Data recovery with ddrescue, testdisk and sleuthkit

From time to time I need to recover data from disks. Reasons can be broken flash/hard disks as well as accidently deleted files. Fortunately, this doesn't happen to often, which on the downside means that I usually don't remember the details about best practice.

Now that a good friend asked me to recover very important data from a broken flash disk, I take the opportunity to write down what I did and hopefully don't need to read the same docs again next time :)

Disclaimer: I didn't take the time to read through full documentation. This is rather a brief summary of the best practice to my knowledge, not a sophisticated and detailed explanation of data recovery techniques.

Create image with ddrescue

First and most secure rule for recovery tasks: don't work on the original, use a copied image instead. This way you can do, whatever you want without risking further data loss.

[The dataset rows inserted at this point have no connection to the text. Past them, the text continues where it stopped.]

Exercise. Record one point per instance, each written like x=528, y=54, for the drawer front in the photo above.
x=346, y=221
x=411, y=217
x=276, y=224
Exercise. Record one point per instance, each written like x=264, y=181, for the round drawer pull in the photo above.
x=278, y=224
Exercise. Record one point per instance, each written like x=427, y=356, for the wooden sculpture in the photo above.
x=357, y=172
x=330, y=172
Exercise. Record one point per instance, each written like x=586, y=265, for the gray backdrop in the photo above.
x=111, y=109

The perfect tool for this is GNU ddrescue. Contrary to dd, it doesn't reiterate over a broken sector with I/O errors again and again while copying. Instead, it remembers the broken sector for later and goes on to the next sector first. That way, all sectors that can be read without errors are copied first. This is particularly important as every extra attempt to read a broken sector can further damage the source device, causing even more data loss.

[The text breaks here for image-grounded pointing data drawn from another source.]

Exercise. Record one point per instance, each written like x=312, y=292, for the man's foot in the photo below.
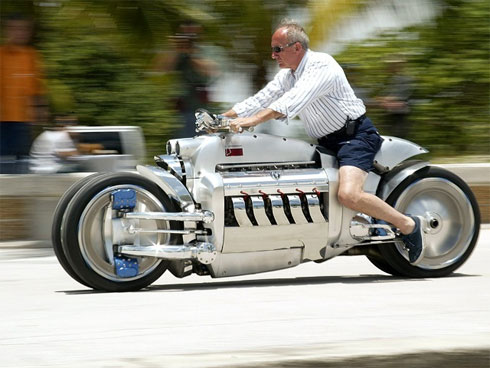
x=414, y=242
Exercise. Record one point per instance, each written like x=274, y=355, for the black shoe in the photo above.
x=414, y=242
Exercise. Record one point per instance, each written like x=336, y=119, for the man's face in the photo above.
x=288, y=57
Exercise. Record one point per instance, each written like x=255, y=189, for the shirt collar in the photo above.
x=299, y=70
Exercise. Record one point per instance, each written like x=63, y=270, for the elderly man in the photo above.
x=313, y=86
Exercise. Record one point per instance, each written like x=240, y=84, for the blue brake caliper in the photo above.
x=124, y=200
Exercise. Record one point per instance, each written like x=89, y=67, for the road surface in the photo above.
x=343, y=312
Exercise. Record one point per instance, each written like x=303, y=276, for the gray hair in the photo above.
x=295, y=32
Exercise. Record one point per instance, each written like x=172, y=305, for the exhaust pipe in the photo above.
x=203, y=252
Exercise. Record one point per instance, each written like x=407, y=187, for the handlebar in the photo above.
x=211, y=123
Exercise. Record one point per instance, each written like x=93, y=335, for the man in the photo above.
x=194, y=71
x=21, y=91
x=313, y=86
x=54, y=150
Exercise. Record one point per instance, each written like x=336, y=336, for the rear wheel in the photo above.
x=451, y=210
x=90, y=232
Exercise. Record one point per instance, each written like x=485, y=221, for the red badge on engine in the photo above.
x=233, y=151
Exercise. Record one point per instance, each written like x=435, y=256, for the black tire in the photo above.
x=83, y=219
x=382, y=265
x=447, y=200
x=57, y=220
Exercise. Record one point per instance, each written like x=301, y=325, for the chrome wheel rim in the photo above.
x=93, y=230
x=450, y=219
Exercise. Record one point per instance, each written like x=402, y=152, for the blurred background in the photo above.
x=421, y=66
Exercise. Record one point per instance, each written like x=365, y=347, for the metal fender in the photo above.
x=170, y=185
x=395, y=178
x=395, y=150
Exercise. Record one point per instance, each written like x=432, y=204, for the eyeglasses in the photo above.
x=278, y=49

In Debian, ddrescue is available in the gddrescue package:

apt-get install gddrescue

Copying the raw disk content to an image with ddrescue is as easy as:

ddrescue /dev/disk disk-backup.img disk.log

Giving a logfile as third argument has the great advantage that you can interupt ddrescue at any time and continue the copy process later, possibly with different options.

In case of very large disks where only the first part was in use, it might be useful to start with copying the beginning only:

ddrescue -i0 -s20MiB /dev/disk disk-backup.img disk.log

In case of errors after the first run, you should start ddrescue again with direct read access (-d) and tell it to try again bad sectors three times (-r3):

ddrescue -d -r3 /dev/disk disk-backup.img disk.log

If some sectors are still missing afterwards, it might help to run ddrescue with infinite retries for some time (e.g. one night):

ddrescue -d -r-1  /dev/disk disk-backup.img disk.log

Inspect the image

Now that you have an image of the raw disk, you can take a first look at what it contains. If ddrescue was able to recover all sectors, chances are high that no further magic is required and all data is there.

If the raw disk (used to) contain a partition table, take a first look with mmls from sleuthkit:

mmls disk-backup.img

In case of a intact partition table, you can try to create device maps with kpartx after setting up a loop device for the image file:

losetup /dev/loop0 disk-backup.img
kpartx -a /dev/loop0

If kpartx finds partitions, they will be made available at /dev/mapper/loop0p1, /dev/mapper/loop0p2 and so on.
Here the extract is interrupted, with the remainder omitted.